On Fri, 2003-02-21 at 23:39, Mark Crispin wrote:
> > I use IMAP only at home for accesssing my mails, elsewhere I
> > just ssh into my server and read the mails there. Good and secure ssh
> > clients are easier to find and setup than IMAP clients.
> 
> Well, you stated your problem: you don't use a good IMAP client.

That could be it. Installing and running would have to be as easy as
sshing with putty though. Meaning you could get imapclient.exe from web
page which you can run directly, only required configuration should be
entering username, password and IMAP server host.

Actually it would also need SMTP server configuration unless it acts as
such itself. Maybe IMAP server could give some SMTP configuration hints
to client so user wouldn't have to set those manually.

> I wouldn't think of ssh'ing into my server to read my mail.  I happen to
> have that privilege as a server software maintainer, but most users can
> not.

It wouldn't have to be the mail server by itself.

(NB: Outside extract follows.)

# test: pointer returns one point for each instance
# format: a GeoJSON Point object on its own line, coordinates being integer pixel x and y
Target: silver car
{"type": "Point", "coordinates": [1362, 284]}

It could just be any
UNIX box where you would have Pine accessing your mail via IMAP :) No
problems with moving client configuration, no problems of your
faviourite IMAP client not being supported on the platform you're just
using. SSH clients exist pretty much everywhere.

Well, this is pretty much off topic already. So on topic summary: I'm
not against clients doing well optimized server fetches, but I don't
think clients failing to do so are useless crap. And I still don't see
how sequences would be inherently better for client to use than UIDs.